Numerical Simulation Techniques for the Prediction of Fluid-Dynamics, Combustion and Performance in IC Engines Fuelled by CNG

Abstract

The design of modern internal combustion (IC) engines requires the understanding and quantification of many physical phenomena, including their impact on engine performance and emissions. In fact, the investigation of thermo-fluid-dynamic processes, combustion, performance and emissions is essential to fulfil the emission regulations, that are becoming more and more severe. Although the experimental analysis of such processes is mandatory to obtain fully quantitative results, the application of numerical simulation techniques is continuously increasing in popularity amongst the research community.
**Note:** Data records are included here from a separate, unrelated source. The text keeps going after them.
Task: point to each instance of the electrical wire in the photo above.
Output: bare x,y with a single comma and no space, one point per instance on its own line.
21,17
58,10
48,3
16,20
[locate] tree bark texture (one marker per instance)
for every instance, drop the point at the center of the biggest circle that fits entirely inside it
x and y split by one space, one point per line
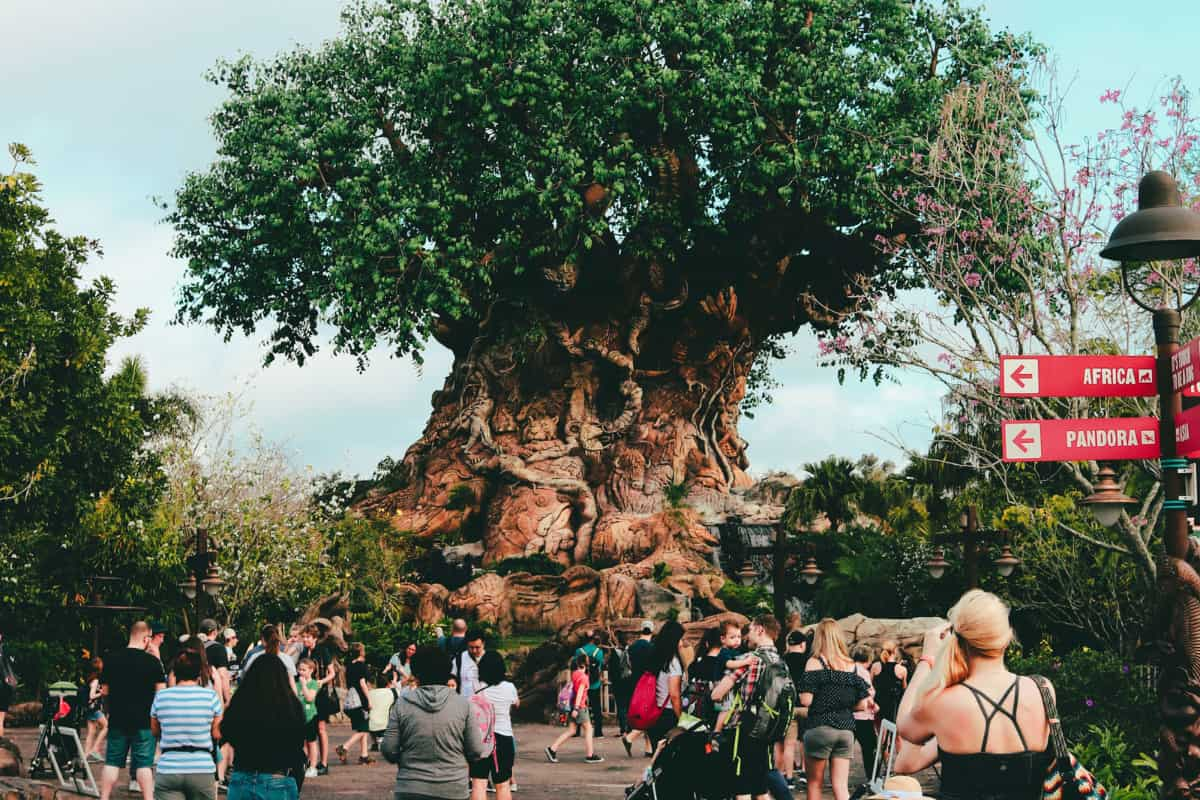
564 445
1177 650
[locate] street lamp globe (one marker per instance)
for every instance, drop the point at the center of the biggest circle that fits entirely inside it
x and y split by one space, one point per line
1107 501
937 564
213 583
811 572
1007 561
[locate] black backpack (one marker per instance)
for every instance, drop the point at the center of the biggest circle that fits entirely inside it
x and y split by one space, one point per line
593 665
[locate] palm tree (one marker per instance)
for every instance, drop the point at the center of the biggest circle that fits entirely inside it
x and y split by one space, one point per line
832 487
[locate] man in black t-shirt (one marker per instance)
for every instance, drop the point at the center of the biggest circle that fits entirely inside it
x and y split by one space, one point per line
219 659
130 680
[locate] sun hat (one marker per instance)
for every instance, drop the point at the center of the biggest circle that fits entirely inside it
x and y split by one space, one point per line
900 787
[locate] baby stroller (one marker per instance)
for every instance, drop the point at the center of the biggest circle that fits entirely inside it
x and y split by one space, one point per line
59 752
690 767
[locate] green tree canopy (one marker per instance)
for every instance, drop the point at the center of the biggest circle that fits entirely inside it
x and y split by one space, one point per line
77 477
438 157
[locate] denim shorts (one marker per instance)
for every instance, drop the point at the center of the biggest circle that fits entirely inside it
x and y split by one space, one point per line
185 786
262 786
136 745
825 741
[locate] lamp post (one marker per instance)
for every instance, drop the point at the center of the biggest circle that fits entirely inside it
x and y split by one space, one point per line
1162 230
203 577
973 541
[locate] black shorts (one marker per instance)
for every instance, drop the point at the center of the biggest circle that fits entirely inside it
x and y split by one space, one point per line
751 762
499 764
358 720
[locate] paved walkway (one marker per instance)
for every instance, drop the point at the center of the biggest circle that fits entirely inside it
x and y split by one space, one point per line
537 779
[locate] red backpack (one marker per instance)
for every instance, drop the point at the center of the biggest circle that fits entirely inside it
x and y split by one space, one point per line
484 715
643 710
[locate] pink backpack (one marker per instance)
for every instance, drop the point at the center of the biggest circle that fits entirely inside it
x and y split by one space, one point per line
484 715
643 711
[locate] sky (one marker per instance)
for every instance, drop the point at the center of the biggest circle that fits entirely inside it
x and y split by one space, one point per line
111 98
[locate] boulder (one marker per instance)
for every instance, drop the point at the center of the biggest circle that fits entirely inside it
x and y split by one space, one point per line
655 602
909 633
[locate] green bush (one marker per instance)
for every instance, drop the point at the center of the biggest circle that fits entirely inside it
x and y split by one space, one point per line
535 564
42 662
383 637
1125 771
1096 691
744 600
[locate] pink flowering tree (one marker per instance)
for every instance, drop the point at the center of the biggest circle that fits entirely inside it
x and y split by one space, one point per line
1011 221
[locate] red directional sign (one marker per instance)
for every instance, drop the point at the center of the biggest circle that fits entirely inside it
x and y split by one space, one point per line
1187 432
1186 365
1101 439
1078 376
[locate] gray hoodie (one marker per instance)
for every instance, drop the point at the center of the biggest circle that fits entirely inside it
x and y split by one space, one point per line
431 737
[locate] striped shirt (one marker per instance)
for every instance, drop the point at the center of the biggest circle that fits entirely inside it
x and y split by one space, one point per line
186 714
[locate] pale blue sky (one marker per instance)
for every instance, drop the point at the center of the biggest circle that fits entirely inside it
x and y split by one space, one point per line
111 98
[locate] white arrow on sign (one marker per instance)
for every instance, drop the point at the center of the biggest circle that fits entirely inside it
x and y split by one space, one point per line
1023 440
1020 376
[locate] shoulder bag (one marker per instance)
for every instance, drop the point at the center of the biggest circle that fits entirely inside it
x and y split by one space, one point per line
1066 777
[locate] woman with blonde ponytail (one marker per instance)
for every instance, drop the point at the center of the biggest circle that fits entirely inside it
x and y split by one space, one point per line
990 726
831 692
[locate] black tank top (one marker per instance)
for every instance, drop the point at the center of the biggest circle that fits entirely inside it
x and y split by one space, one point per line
888 690
995 776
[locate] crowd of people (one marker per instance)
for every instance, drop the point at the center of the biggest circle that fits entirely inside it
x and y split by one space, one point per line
205 720
957 704
256 727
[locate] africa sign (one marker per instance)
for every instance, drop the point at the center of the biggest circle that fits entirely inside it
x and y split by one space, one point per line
1077 376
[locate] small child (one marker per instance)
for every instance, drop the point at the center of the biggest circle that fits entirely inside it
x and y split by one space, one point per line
306 690
731 656
730 660
381 699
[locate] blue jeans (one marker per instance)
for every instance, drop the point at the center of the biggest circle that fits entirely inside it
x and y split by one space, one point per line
262 786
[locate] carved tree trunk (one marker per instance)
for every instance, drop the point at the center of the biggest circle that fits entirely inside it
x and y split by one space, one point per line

This is due, on one hand, to the increased accuracy of specific sub-models, which are dedicated to several physical aspects in IC engines, and, on the other hand, to the availability of computational resources of increasing power. Nowadays, simulation tools can range from zerodimensional analysis tools of the combustion process in the engine chamber, to complete three-dimensional simulation models of turbulent flows and combustion. This chapter is intended as an overview of the state-of-the-art of 1-D computational fluiddynamics (CFD) and thermo-dynamic tools applied to IC engines, with specific reference to compressed natural gas (CNG) fuelling. Moreover, the specific modelling approaches of the authors are presented, within the 0-D and 1-D frameworks.